Les syndicats ont appelé le 9 janvier à la grève générale pour une durée indéterminée. Ils exigent que le gouvernement rétablisse les subventions aux carburants, dont la suppression le 1er janvier a entraîné une brusque hausse des prix de l’essence. Le litre à la pompe a doublé, en passant de 65 nairas (0,30 euro) à 140 nairas (0,66 euro). Un prix impossible à payer pour la majorité des habitants qui vivent avec moins de 1,50 euro par jour. Premier producteur de pétrole au sud du Sahara, le Nigeria est pourtant importateur de produits raffinés. Le gouvernement justifie cette augmentation par sa volonté d’empêcher les fraudes sur la vente des carburants.
« Le Nigeria est présenté comme un théâtre d’affrontement ouvert entre musulmans et chrétiens, mais ce n’est absolument pas vrai » selon l’archevêque d’Abuja.

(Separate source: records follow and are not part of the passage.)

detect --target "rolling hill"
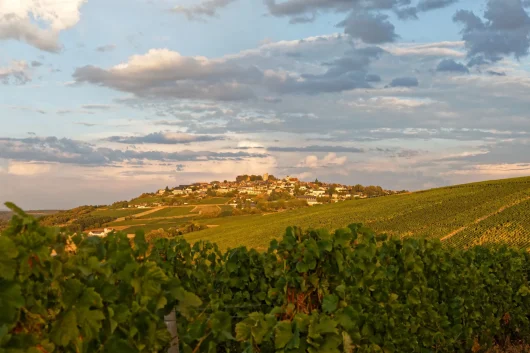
[186,177,530,249]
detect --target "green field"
[123,218,193,234]
[136,206,195,219]
[91,208,148,218]
[189,197,230,205]
[129,195,169,205]
[186,178,530,248]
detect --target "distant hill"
[0,210,60,221]
[186,177,530,249]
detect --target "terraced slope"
[186,177,530,248]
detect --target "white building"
[311,190,326,197]
[88,228,114,237]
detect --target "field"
[91,208,146,218]
[139,206,195,219]
[190,197,230,205]
[186,178,530,249]
[0,210,61,221]
[119,218,191,234]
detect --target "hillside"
[186,177,530,249]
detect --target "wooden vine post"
[164,309,179,353]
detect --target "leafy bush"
[0,205,200,353]
[0,202,530,353]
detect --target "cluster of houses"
[147,174,396,205]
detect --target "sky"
[0,0,530,209]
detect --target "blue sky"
[0,0,530,208]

Réagissant aux rumeurs d’une possible division du Nigeria en deux Etats indépendants, séparant ainsi le nord musulman du sud chrétien, Mgr Onaiyekan, a déclaré qu’il « s’agit d’une idée folle et insensée qui plongerait la nation dans des problèmes vraiment plus graves ». Pour l’archevêque, la division entre les deux communautés religieuses n’est pas si nette : « Musulmans et chrétiens cohabitent parfaitement. Ils vont à l’école ensemble, travaillent ensemble et servent l’armée ensemble ». Mgr Onaiyekan a également désapprouvé le portrait que les médias font des chrétiens et les propos et intentions qu’on leur attribue suite à ces attaques : « Dépeindre les fidèles comme des êtres sans défense face aux violences de la secte extrémiste des Boko Haram n’est pas bien », « Les Boko Haram, a expliqué l’archevêque, sont des terroristes qui frappent quiconque entraverait leur chemin. Ils disent agir au nom de l’islam, mais tuer des innocents est totalement contraire à la religion islamique ».

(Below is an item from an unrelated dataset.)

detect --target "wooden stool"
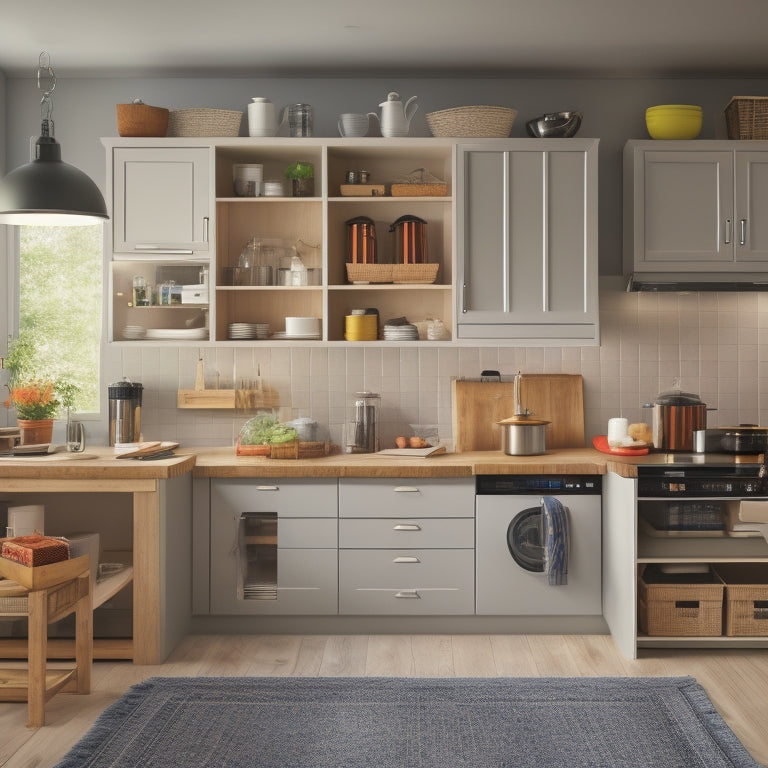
[0,555,93,728]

« Les violences qui endeuillent la communauté chrétienne au Nigeria ne sont pas une guerre de religion, mais répondent à des intérêts visant à la désintégration de la fédération », a, par ailleurs, déclaré le cardinal Anthony Olobunmi Okogie, archevêque de Lagos. Celui-ci dénonce la pression suscitée par les intérêts économiques, à cause des ressources pétrolières. « C’est une escalade tragique… Je n’ai pas de preuves que les terroristes de Boko Haram reçoivent un soutien de l’étranger, mais il est évident que leur menace a pris de l’ampleur par rapport au passé ». « Le dialogue est l’antidote au venin du terrorisme. Nous ne répondrons pas à la violence par la violence » a promis le prélat.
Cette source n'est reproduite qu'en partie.